OdtToText2.java – Revision 1.2

May 29, 2007

Added support for “sections” in ODT documents.

View the CVS log here


OdtToText2.java (Initial Version Committed)

May 21, 2007

The initial version of OdtToText2.java was committed to the CVS by Bernd Eilers. View the CVS log here

Features

  1. Extracts text, headings from a ODT file
  2. Uses the classes TextBody, BlockContent, Element, etc, in odf.text
  3. No manual SAX parsing

To Do’s

  1. Extend it to extract other information from a ODT file,like table information and etc.

    Test Run:

    • Input – ODT file containing simple text, a heading and List of elements
    • Output :

    DEBUG unhandled elem is org.openoffice.odf.text.UnknownElement node=office:forms
    DEBUG unhandled elem is org.openoffice.odf.text.UnknownElement node=text:sequence-decls
    He heard quiet steps behind him. That didn’t bode well. Who could be following him this late at night and in this deadbeat part of town? And at this particular moment, just after he pulled off the big time and was making off with the greenbacks. Was there another crook who’d had the same idea, and was now watching him and waiting for a chance to grab the fruit of his labor?

    *  aaa
    *  bbb
    *  ccc
    *  ddd
    *  eee
    *  ffff

    ==== Heading ====
    text below heading
    *  aaa
    *  bbb
    *  ccc
    *  ddd
    *  eee
    *  ffff


    Challenge to be taken care of (Bernd Eilers)

    May 19, 2007

    What´s returned as java.util.List at that textBody.getContent() call is
    in fact an instance of class BlockContent which extends
    java.util.AbstractList. What the listIterator() and iterator() methods
    of that AbstractList returns which are curently not overriden in
    BlockContent would likely call the get(int index) method with an
    advancing index for every next() call on the Iterator. The get(int
    index) method which we have in BlockContent now basically starts every
    time at the first childElement advancing until it gets to the index
    element at each call. Adding that together means that the current
    iterator is highly inefficent especially when considering large
    documents. So this means it would be a good idea to implement some inner
    class which implements ListIterator for BlockContent and to override the
    iterator and listIterator methods to return an instance of that class.
    This inner class should keep an pointer into the DOM tree for
    remembering where it is and just call factory.getElement() similar as it
    is done in the get(int index) Method.


    Amit Kumar Saha (JCA)

    May 19, 2007

    My JCA has been approved, which makes me a OpenOfffice.org contributor. The complete list of contrubutors is available here


    #odftoolkit Meeting

    May 19, 2007

    I attended my first IRC meeting at #odftoolkit. Not many turned up due to a public holiday. But discussed few things with Bernd Eilers regarding OdtToText.java


    OdtToText2.java

    May 15, 2007

    Currently working on a re-write of OdtToText.java called as OdtToText2.java, by LO.This will be upwardly compatible as it uses the new classes TextDocument, Body, ElementFactory, etc


    Test Case for TextDocument.java

    May 11, 2007

    I successfully wrote a Test Case(TextDocumentTest.java) for TextDocument.java. It is not yet committed to the CVS as yet.

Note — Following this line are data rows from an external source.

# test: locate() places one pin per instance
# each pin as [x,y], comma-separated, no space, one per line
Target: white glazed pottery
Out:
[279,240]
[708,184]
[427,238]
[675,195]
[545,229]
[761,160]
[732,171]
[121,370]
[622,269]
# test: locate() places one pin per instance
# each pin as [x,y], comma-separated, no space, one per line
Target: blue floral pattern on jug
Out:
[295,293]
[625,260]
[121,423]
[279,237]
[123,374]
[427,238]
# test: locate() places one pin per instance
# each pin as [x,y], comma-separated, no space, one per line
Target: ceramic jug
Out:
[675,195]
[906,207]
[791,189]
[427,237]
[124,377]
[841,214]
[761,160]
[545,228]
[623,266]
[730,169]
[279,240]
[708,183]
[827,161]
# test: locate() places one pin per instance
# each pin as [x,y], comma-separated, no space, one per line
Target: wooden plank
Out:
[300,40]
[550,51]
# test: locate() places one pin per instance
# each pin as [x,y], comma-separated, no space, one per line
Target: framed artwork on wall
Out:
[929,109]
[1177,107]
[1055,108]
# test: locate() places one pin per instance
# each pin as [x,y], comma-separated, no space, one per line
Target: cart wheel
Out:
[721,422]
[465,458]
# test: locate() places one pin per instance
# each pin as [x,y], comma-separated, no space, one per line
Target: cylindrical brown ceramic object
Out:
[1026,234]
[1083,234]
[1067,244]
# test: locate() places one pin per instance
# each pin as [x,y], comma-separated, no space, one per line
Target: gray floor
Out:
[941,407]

    Project Membership Confirmed

    May 2, 2007

    I am now a official member of the ODF Toolkit Project. Current Role is “Observer“. However I expect a upgrade to a “Developer” soon.

    See the list of members here


    Getting Started

    May 1, 2007

    May 1, 2007

    • Checked out the CVS and updated my local repository
      • U odf4j/src/org/openoffice/odf/text/BlockContent.java
        U odf4j/src/org/openoffice/odf/text/BlockElement.java
        U odf4j/src/org/openoffice/odf/text/Body.java
        U odf4j/src/org/openoffice/odf/text/Element.java
        U odf4j/src/org/openoffice/odf/text/ElementFactory.java
        U odf4j/src/org/openoffice/odf/text/Heading.java
        U odf4j/src/org/openoffice/odf/text/InlineElement.java
        U odf4j/src/org/openoffice/odf/text/List.java
        U odf4j/src/org/openoffice/odf/text/ListItem.java
        U odf4j/src/org/openoffice/odf/text/Paragraph.java
        U odf4j/src/org/openoffice/odf/text/ParagraphContent.java
        U odf4j/src/org/openoffice/odf/text/Portion.java
        U odf4j/src/org/openoffice/odf/text/Section.java
    • So loads of new additions to the repository by Lars. This seems to be in compliance with the Class Diagram
    • Now will analyze the code and work on the API
    • Set up the project blog

    April 30, 2007

    • Lars informs me of new additions to the CVS
    • I send in the filled up JCA so that I can become a official OpenOffice.org contributor

    April 26, 2007

    • Consulting the OpenOffice Text API and the AODL Text API so that a consistency is maintained by the odf4j Text API
    • For the next 14 days,April 27- May 11, I will be working on finalizing the odf4j Text API

    April 25, 2007

    • Checked out some documents on ODF and especially ODT. This book is an excellent resource. Link
    • I checked out the source code from the CVS using Netbeans and built it . “BUILD SUCCESSFUL“! I tried the OdtToText,java and used it to extract some text from a ODT file . Worked fine!
    • Finalized with Lars (Lars Oppermann) that I am going to work on the functioning of the ODT module for the upcoming 2-3 weeks.
    • Lars sent me the preliminary class diagram.